← Back to Dictionary

Schema

What are schemas in feature stores?

A schema defines the shape, order, and type of data stored in ML artifacts, including:  feature groups, feature views, training datasets, and models. The schema enables the validation of the shape, order, and type of data that is either read from or input to a ML artifact. Some ML artifacts, such as feature groups, feature views, and models can support schema versioning. A schema version change indicates that the new version has a breaking schema change compared to the previous version.

Why is a schema important for ML artifacts?

  1. Enforcing data contracts: A schema defines the structure and data types of features within a feature group, ensuring that the data conforms to a specific format.
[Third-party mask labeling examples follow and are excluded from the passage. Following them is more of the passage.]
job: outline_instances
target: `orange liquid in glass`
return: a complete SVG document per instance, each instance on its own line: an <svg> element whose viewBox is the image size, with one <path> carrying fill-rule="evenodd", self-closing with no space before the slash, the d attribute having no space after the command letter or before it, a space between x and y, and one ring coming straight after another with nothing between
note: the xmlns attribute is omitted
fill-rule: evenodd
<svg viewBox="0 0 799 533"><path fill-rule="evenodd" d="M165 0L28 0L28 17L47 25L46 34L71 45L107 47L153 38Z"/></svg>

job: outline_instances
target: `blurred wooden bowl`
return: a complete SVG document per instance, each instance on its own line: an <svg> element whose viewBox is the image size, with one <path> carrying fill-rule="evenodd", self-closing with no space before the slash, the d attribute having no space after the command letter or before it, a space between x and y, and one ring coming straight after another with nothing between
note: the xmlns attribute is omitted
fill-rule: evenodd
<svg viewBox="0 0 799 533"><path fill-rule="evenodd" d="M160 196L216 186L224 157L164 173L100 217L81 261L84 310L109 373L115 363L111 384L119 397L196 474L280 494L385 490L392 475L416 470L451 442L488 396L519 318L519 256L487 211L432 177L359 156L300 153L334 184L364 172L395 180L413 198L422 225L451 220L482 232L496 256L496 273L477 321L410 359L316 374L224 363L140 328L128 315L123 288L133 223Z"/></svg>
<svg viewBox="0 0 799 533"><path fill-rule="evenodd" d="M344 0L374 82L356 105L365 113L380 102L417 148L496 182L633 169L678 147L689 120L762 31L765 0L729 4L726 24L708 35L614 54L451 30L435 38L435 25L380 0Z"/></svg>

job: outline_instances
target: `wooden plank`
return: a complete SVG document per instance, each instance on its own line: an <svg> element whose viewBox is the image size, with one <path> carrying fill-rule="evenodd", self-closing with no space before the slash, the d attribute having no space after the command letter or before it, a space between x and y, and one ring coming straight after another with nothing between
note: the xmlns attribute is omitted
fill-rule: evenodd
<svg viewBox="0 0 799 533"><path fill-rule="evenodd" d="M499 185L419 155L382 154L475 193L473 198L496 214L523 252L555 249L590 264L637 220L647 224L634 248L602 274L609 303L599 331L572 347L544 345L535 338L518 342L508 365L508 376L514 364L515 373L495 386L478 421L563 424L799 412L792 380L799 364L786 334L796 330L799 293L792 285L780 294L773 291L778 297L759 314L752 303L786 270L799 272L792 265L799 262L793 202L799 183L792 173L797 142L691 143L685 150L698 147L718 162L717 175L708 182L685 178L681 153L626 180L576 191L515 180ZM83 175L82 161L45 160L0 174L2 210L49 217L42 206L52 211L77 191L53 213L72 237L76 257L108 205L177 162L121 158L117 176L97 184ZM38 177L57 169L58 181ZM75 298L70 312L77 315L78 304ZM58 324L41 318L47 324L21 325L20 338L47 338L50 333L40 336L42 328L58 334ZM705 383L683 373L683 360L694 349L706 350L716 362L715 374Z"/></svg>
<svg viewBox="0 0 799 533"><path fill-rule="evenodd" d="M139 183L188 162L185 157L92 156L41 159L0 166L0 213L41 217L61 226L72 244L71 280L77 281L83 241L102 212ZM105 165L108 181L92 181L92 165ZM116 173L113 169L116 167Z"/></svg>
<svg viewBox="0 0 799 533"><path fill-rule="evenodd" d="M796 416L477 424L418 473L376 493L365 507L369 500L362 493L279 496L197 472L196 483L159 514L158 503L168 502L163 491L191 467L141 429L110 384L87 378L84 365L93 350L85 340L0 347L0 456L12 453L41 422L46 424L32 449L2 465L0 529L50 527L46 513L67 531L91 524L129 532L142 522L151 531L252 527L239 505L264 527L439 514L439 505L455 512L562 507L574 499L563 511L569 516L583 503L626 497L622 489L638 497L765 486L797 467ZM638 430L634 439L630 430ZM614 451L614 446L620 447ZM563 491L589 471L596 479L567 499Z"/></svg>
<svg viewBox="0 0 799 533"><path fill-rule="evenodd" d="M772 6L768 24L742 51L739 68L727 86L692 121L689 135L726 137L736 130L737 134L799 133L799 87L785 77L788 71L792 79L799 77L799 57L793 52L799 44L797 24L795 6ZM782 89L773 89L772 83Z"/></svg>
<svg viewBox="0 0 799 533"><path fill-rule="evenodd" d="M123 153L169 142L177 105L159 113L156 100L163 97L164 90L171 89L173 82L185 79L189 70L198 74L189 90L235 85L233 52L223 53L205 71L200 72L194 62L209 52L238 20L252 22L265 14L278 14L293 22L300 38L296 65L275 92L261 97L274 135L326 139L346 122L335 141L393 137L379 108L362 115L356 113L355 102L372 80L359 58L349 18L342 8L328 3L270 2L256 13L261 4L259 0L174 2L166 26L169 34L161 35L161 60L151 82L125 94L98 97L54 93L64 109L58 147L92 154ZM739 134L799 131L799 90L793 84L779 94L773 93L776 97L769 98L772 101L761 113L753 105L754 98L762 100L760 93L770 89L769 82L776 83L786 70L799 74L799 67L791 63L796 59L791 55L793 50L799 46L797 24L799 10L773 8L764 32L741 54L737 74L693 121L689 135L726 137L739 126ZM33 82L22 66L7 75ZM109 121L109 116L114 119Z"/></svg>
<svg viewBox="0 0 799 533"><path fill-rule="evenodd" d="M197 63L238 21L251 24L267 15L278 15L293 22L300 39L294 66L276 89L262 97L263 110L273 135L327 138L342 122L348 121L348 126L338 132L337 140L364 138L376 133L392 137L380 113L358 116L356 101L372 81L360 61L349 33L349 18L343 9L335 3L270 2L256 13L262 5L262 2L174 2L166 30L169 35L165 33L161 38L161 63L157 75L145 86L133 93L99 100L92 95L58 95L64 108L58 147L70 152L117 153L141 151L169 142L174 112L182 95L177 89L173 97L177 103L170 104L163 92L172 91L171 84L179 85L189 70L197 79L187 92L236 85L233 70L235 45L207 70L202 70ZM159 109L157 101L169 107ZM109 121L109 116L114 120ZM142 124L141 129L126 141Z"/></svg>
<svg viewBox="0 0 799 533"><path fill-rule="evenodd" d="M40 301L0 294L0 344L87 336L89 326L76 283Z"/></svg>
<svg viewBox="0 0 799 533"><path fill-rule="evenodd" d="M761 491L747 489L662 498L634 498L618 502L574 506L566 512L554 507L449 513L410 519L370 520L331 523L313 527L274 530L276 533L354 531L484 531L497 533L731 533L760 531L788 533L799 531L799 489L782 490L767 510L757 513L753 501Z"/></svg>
This enforces a data contract between producers and consumers of the features, which is crucial for maintaining consistency and reliability in the machine learning pipeline.
  2. Promoting best practices: By defining a schema, data engineers and data scientists are encouraged to follow best practices in data modeling and management. 
  3. Versioning: Schemas enable versioning of feature groups. If the structure or data types of a feature group change, a new schema version can be created to accommodate the changes without disrupting existing pipelines or models.
  4. Error detection: With a schema in place, errors in data shape, order, or type can be detected early in the pipeline, making it easier to identify and fix issues before they propagate downstream.